The starting point is that business rates is a tax that nobody, property owners or occupiers alike, thinks is equitable. Yet it raises £26B a year and is easy to collect. All attempts to reform it have therefore ended in failure.

If Labour can crack this nut, and leave the property business smiling, then its credibility will rocket.

Gerald Eve Head of Business Rates Simon Green is sympathetic to Labour's abolitionist approach. “There is much to be said for the business rates initiatives emerging from the Labour party," Green said.

"The business world has been highly critical of the lack of responsiveness of the rates system to changing economic circumstances due to the infrequency of revaluations. Annual revaluations of commercial premises will ensure rates paid reflect the current economic environment, rather than from up to six years ago as is currently the case."

Labour is also right to say any falls in rates bills as a result of revaluations should be passed on immediately, rather than reduced slowly over time, Green added.

“The current rules result in some of the most deprived high streets essentially subsidising the richest ones because the much-needed reductions are not passed on immediately.”

The government is currently consulting about these ‘transitional arrangements’ in respect of next year’s revaluation and it needs to steal some of Labour’s well-considered policy initiatives, Green said. 

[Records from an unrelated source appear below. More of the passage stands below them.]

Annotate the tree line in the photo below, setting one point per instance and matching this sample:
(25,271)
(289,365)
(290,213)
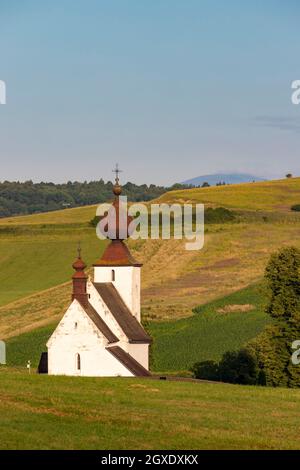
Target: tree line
(19,198)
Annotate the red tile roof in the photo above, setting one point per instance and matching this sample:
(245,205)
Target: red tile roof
(100,324)
(128,323)
(117,254)
(128,361)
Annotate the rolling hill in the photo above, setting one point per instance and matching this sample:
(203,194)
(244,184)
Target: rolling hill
(268,196)
(39,412)
(36,253)
(227,178)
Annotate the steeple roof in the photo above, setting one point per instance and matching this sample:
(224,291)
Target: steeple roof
(117,253)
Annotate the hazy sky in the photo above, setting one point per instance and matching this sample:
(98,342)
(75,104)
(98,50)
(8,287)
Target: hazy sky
(170,89)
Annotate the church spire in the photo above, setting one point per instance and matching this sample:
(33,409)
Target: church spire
(117,253)
(117,189)
(79,279)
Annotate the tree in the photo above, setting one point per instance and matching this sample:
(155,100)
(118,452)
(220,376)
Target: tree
(273,348)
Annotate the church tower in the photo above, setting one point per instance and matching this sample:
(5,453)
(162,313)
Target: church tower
(100,334)
(117,265)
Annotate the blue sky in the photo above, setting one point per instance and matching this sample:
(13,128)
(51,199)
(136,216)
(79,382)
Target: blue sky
(169,89)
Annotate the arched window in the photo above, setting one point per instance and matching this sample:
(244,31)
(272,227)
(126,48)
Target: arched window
(78,362)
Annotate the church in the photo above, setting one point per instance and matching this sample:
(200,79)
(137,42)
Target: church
(100,334)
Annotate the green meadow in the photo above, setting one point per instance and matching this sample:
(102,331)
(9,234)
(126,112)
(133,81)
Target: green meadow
(222,325)
(195,305)
(41,412)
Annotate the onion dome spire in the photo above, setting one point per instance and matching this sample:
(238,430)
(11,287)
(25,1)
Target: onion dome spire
(79,279)
(119,224)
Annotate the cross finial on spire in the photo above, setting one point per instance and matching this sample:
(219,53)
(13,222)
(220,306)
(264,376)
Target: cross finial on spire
(117,171)
(79,249)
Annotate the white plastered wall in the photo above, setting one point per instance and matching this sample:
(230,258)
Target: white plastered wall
(77,334)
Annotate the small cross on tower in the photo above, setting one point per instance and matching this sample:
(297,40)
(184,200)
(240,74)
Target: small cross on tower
(117,171)
(79,250)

Goldstein too was sanguine about the commitment to abolish business rates — rather that that cutting income tax for the better off, he said. But not everyone agrees.

For others the business rates pledge is just grandstanding and sound bites. This is the view of Colliers Head of Business Rates John Webber, and he wants to see sensible discussion instead.

Webber’s target is Labour’s pledge to freeze business rates rises until the next revaluation and expand small business reliefs.

“Whilst we are great advocates of business rates reform, the Shadow Chancellor’s suggestion to abolish the system altogether without any concrete means of raising £26B of tax, smacks of playing to the gallery at the Labour party conference,” Webber said.

Besides, the next revaluation is due in 2023, at least a year before the next (scheduled) general election, and therefore beyond Labour’s control. Although, as Green hinted, the Conservatives might adopt the Labour policy.

Webber said he won’t be impressed until Labour can come up with a tax that raises £26B and is as easy to collect. The current proposals — which involve a hike in the long-delayed and (as yet) nonexistent digital services tax — doesn’t make a convincing answer.

The Truss government is still in its early days. But the Conservative party, now approaching its 13th consecutive year in power, is not. Property is starting to think about what a change might mean.